Plastids of marine phytoplankton produce bioactive pigments and lipids

Phytoplankton is acknowledged to be a very diverse source of bioactive molecules. These compounds play physiological roles that allow cells to deal with changes of the environmental constrains. For example, the diversity of light harvesting pigments allows efficient photosynthesis at different depths in the seawater column. Identically, lipid composition of cell membranes can vary according to environmental factors. This, together with the heterogenous evolutionary origin of taxa, makes the chemical diversity of phytoplankton compounds much larger than in terrestrial plants.

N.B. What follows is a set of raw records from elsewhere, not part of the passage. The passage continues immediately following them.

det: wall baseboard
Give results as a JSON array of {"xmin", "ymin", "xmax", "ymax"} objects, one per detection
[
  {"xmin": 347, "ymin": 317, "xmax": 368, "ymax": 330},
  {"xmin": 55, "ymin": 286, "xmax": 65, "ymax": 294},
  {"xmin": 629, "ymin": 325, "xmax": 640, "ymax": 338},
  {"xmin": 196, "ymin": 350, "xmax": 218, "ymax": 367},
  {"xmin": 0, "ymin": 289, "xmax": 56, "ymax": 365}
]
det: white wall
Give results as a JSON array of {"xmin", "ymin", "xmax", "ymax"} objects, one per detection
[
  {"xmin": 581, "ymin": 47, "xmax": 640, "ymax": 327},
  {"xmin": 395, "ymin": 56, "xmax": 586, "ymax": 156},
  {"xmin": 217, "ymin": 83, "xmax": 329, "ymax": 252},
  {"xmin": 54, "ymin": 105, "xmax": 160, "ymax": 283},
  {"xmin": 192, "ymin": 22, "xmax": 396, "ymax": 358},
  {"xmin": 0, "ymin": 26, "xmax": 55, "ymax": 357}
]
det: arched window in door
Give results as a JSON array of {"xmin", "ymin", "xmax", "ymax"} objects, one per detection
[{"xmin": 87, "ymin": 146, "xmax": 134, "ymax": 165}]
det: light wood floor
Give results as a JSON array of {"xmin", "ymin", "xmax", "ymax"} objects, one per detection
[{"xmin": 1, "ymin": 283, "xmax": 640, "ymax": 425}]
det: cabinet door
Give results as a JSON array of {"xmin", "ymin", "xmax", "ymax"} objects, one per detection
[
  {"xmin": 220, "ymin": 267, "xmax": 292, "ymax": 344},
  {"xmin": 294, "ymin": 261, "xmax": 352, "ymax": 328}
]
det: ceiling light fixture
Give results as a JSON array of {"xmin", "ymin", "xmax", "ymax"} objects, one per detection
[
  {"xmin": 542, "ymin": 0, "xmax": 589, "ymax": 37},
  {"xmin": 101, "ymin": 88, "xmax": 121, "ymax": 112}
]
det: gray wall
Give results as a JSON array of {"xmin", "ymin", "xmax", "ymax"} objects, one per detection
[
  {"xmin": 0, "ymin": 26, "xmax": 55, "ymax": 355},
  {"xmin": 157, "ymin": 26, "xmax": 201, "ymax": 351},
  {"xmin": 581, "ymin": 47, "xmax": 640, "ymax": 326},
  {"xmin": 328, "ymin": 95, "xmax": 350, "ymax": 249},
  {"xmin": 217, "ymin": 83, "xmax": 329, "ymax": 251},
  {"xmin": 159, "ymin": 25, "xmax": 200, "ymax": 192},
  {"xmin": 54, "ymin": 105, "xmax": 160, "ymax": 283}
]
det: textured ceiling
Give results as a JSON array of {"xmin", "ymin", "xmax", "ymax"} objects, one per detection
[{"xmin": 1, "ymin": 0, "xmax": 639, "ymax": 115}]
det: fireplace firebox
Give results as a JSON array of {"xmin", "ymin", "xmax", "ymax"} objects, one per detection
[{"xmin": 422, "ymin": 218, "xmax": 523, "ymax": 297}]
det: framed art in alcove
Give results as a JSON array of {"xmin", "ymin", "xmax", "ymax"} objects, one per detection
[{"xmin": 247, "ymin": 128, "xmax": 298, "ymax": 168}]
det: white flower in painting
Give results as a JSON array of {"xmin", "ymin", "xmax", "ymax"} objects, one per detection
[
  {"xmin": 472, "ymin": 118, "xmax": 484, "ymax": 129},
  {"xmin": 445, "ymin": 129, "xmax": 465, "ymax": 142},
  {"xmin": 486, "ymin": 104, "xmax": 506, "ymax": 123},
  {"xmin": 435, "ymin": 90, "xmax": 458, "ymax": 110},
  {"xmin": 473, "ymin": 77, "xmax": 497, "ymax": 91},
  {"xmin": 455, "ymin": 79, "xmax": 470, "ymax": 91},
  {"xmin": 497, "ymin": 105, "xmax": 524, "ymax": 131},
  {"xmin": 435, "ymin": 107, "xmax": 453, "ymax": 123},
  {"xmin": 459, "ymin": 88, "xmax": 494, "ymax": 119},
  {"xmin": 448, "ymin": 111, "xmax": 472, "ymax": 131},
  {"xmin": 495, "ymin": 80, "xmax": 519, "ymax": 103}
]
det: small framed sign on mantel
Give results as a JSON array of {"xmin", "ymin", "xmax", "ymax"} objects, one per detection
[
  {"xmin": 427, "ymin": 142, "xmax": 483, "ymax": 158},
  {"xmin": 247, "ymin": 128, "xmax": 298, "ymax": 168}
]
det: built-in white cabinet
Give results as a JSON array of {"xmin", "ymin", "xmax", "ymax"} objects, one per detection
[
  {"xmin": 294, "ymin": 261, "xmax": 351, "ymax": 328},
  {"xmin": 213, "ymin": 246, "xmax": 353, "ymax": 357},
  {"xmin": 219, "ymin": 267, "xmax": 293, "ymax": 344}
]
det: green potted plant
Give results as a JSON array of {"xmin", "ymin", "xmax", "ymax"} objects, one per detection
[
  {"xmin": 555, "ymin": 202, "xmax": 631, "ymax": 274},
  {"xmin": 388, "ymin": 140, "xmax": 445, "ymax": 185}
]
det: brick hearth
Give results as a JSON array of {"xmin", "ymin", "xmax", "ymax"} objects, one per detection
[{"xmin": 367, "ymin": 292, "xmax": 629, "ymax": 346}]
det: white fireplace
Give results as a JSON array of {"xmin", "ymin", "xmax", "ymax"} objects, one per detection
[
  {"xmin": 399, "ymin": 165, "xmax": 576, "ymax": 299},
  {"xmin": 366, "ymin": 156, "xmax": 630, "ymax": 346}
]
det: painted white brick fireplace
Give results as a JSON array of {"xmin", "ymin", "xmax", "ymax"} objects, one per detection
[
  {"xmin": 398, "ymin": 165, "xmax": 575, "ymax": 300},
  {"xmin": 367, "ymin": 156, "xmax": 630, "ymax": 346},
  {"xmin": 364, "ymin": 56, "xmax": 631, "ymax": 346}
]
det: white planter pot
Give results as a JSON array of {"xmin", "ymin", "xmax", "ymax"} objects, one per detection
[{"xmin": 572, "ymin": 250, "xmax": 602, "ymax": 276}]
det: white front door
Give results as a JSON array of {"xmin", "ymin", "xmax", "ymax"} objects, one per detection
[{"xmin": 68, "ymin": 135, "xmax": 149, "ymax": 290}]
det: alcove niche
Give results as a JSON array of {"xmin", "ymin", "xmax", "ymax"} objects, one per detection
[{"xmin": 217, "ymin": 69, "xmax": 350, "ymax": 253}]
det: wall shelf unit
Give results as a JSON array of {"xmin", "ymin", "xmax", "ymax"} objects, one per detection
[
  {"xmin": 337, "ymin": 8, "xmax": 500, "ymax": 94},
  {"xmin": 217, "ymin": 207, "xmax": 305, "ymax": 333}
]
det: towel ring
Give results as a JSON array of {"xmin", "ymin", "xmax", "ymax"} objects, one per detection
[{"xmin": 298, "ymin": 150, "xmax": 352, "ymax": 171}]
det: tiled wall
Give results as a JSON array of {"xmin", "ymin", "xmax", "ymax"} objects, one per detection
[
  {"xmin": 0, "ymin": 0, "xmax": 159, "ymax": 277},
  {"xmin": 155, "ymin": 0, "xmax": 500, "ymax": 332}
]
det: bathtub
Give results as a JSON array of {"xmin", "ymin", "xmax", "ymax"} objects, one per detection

This contribution is dedicated to pigments and lipids synthesized within or from plastids/photosynthetic membranes. It starts with a short review of cyanobacteria and microalgae phylogeny. Then the bioactivity of pigments and lipids (anti-oxidant, anti-inflammatory, anti-mutagenic, anti-cancer, anti-obesity, anti-allergic activities, and cardio- neuro-, hepato- and photoprotective effects), alone or in combination, is detailed. To increase the cellular production of bioactive compounds, specific culture conditions may be applied (e.g., high light intensity, nitrogen starvation). Regardless of the progress made in blue biotechnologies, the production of bioactive compounds is still limited. However, some examples of large scale production are given, and perspectives are suggested in the final section.